In [1]:
%matplotlib inline

In [2]:
import os
import sys

In [3]:
print sys.version

2.7.14 (default, Feb 15 2018, 20:22:28) 
[GCC 4.2.1 Compatible Apple LLVM 9.0.0 (clang-900.0.39.2)]


In [4]:
import matplotlib.pyplot as plt
import numpy as np
import pandas as pd
import seaborn as sns

In [5]:
import xgboost as xgb
import pymatgen as mg
import datetime as dt

Pymatgen will drop Py2k support from v2019.1.1. Pls consult the documentation
at https://www.pymatgen.org for more details.
  at https://www.pymatgen.org for more details.""")


In [6]:
from xgboost import XGBRegressor
from sklearn.pipeline import Pipeline
from sklearn.decomposition import PCA
from sklearn.preprocessing import StandardScaler
from sklearn.model_selection import GridSearchCV

In [7]:
from utils import rmsle

In [8]:
from dataload import load_features

### Load data

In [9]:
DATA_DIR = './data'

In [10]:
train, test = load_features(DATA_DIR, with_ext=True, with_geo=True)
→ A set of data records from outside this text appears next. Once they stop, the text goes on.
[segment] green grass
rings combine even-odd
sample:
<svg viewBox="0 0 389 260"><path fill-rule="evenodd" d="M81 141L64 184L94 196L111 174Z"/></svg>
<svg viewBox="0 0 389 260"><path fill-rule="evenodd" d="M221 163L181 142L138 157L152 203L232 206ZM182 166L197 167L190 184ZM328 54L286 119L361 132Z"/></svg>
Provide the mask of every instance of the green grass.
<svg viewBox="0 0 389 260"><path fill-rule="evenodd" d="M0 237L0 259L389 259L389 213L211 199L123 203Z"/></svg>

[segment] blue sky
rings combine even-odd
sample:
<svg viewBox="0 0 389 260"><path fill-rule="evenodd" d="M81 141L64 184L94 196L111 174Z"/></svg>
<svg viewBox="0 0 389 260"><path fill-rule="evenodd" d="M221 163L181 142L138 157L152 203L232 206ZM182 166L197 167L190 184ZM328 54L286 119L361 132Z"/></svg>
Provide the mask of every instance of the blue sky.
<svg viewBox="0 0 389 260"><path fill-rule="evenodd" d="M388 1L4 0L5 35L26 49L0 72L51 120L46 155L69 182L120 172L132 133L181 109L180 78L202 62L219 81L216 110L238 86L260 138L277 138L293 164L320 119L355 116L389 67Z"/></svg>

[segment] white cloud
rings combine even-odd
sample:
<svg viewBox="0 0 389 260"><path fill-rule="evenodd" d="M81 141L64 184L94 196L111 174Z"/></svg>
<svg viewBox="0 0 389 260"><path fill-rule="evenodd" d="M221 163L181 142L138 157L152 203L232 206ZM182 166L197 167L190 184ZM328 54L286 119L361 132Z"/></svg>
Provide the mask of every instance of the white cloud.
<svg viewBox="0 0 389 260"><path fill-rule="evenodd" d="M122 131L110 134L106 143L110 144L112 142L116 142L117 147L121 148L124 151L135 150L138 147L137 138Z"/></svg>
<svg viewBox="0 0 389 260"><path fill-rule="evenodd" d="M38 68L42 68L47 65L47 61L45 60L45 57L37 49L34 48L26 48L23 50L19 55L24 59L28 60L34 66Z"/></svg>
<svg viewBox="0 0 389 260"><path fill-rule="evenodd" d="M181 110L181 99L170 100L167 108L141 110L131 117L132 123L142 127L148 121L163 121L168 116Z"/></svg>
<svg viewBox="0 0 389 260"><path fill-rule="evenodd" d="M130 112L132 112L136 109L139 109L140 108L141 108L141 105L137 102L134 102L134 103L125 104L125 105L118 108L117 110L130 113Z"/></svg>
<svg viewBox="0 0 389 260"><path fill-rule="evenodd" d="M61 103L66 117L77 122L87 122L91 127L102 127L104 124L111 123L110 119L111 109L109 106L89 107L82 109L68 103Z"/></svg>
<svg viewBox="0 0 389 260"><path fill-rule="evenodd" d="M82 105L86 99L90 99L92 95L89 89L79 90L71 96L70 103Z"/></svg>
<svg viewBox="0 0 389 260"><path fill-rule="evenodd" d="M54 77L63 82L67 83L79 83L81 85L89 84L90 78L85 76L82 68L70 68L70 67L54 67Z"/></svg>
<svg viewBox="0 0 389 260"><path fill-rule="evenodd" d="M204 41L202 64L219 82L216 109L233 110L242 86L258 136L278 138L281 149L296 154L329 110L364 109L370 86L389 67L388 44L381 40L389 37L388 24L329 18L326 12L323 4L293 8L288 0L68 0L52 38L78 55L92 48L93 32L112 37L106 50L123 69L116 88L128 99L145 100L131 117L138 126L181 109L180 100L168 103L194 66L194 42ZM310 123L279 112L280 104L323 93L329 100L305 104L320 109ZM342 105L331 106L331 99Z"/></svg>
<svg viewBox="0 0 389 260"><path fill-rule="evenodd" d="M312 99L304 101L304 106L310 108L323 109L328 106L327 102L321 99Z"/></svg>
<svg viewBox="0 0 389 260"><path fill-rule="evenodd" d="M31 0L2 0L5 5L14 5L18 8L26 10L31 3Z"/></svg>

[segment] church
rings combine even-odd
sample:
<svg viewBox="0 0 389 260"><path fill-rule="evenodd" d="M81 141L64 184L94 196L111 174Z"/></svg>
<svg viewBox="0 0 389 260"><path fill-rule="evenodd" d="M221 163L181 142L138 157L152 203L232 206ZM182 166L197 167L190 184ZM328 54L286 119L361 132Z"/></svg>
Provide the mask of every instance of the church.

### Build train and test data sets

In [11]:
X_train = train.drop(['id', 'natoms', 'spacegroup',
                      'alpha', 'beta', 'gamma',
                      'ga', 'o_cnt', 'cellvol', 'o_fraction', 'avg_mass',
                      'bandgap', 'E0'], axis=1)
X_test = test.drop(['id', 'natoms', 'spacegroup',
                    'alpha', 'beta', 'gamma',
                    'ga', 'o_cnt', 'cellvol', 'o_fraction', 'avg_mass'], axis=1)

In [12]:
# Use log1p of energies to correct for skew
y_bg_train = train['bandgap']
y_e0_train = np.log1p(train['E0'])

In [13]:
# One-hot encode spacegroup_natoms
X_train = pd.concat([X_train.drop('spacegroup_natoms', axis=1),
                    pd.get_dummies(X_train['spacegroup_natoms'])], axis=1)
X_test = pd.concat([X_test.drop('spacegroup_natoms', axis=1),
                    pd.get_dummies(X_test['spacegroup_natoms'])], axis=1)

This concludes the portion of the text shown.